Moving on to the last part of the interview, where we talk about the process of writing your book, and things like that.
It's a very big book. You said you spent many, many hours on it. I was wondering if you could talk a little bit about your approach to it as a writer? You mentioned earlier, when you're talking about university degrees - discipline and plans, and things like that. Did you say to yourself, "Okay -?" Or did you work out after a while, "I'm going to get up at four in the morning and write for three hours every day?" Did you have a system like that that you used to work on the book?
Daniel: That's one of the reasons that I mentioned having a schedule, or something that's important, when you're attending institutions. Because I know, myself - I'm not that good at doing it myself. I had the rough idea of what I would like to accomplish with the book when I started. I knew that the blog posts were like the baseline, the initial building blocks of that.
But I was very optimistic. "Yeah, when I write this, like two months from now it's going to be over." It took like eleven months or so, so I was way off the initial planning.
But also, I didn't want to make that like a job. I didn't want to set a deadline for myself. Because these parts - sometimes programming, coding - or in that sense, also writing - is a creative process, right? It's less than a job or a task that needs to be done, and more of a creative process. So, I wanted to let it flow.
Basically, I started writing. I had some idea what I wanted to do there. But, no, I was not sticking to anything very strict. I started writing. And then there would be good days and bad days. Some days I would write, I don't know? 4,000 words in a single day. Because it was really going.
Other days, it was like, "Okay, I don't feel like writing." But then I would still try to force a little bit, to write at least 200 words or so. Even if I had to review it the next day, to not let it - because if you procrastinate too much, then you end up not doing it. I was trying to keep at least some of the writing -
But the important part, was to get all the code - since this was a book about PyTorch, and code is the major part of it - was to get all the code working and organized first. I had all these big notebooks with lots of code on it.
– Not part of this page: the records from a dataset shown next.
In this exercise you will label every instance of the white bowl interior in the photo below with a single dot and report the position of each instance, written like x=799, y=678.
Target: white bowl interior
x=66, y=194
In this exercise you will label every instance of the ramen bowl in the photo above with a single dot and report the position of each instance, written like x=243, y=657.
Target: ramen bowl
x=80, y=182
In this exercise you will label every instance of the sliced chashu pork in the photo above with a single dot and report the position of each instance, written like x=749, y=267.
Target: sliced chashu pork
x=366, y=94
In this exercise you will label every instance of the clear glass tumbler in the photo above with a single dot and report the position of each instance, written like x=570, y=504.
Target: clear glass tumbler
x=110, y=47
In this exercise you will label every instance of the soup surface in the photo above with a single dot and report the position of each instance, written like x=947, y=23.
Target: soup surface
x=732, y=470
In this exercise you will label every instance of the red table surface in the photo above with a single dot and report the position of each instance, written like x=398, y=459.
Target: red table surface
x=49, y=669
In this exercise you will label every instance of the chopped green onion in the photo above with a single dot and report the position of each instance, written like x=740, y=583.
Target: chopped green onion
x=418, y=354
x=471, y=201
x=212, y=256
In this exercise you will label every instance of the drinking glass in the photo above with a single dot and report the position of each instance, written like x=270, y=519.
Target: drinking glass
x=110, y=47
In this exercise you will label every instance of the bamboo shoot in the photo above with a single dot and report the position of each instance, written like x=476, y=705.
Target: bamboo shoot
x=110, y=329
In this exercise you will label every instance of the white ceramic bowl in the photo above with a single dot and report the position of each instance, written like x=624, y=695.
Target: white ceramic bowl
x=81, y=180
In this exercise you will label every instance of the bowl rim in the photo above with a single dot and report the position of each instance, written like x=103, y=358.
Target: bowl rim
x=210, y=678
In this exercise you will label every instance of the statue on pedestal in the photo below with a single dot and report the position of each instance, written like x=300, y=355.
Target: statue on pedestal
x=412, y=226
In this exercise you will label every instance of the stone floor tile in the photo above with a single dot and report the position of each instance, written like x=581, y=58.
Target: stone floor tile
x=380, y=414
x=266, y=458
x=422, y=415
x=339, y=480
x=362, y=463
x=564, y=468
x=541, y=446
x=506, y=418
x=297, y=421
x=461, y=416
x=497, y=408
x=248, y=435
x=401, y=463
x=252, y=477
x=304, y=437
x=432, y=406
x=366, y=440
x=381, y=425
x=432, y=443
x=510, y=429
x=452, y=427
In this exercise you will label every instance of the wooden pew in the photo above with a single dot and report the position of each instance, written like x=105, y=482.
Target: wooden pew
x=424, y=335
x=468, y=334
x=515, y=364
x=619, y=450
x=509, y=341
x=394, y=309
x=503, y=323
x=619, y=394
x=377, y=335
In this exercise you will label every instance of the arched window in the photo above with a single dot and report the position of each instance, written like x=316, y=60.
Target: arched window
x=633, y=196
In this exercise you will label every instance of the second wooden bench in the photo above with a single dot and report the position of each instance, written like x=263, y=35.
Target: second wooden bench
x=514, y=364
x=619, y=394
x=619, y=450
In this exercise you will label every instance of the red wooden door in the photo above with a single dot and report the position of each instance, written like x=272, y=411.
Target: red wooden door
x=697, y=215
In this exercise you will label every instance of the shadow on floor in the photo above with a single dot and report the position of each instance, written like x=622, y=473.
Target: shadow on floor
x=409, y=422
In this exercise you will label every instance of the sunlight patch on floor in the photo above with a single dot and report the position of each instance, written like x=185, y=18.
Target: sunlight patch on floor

Once it was, "Okay, I'm happy with the code," then I started telling the story that was in my mind. Then I started writing. So, "Okay, yeah - this is not working the way that I'm telling the story." And so I would go to the code and make some tweaks, and then go back to the text.
The idea was to tell a story, and more than that: to explain it in a way that would be more clear. Because even for me, when I'm trying to learn something new, I would go there, and be like, "Okay, this seems cryptic." Or sometimes you see the way that it is presented, it just overlooks a lot of steps, as if they were obvious. They may be obvious to you once you've done this for many years. But it's not obvious to the person that's reading it. They're like, "Okay, how the hell did he go from here to there?" I was trying to bridge out those gaps as I would see them, coming from other sources, and say, "Okay, how do you go from this to that? I want to go step by step." That's where the "step-by-step" from the title comes from, right?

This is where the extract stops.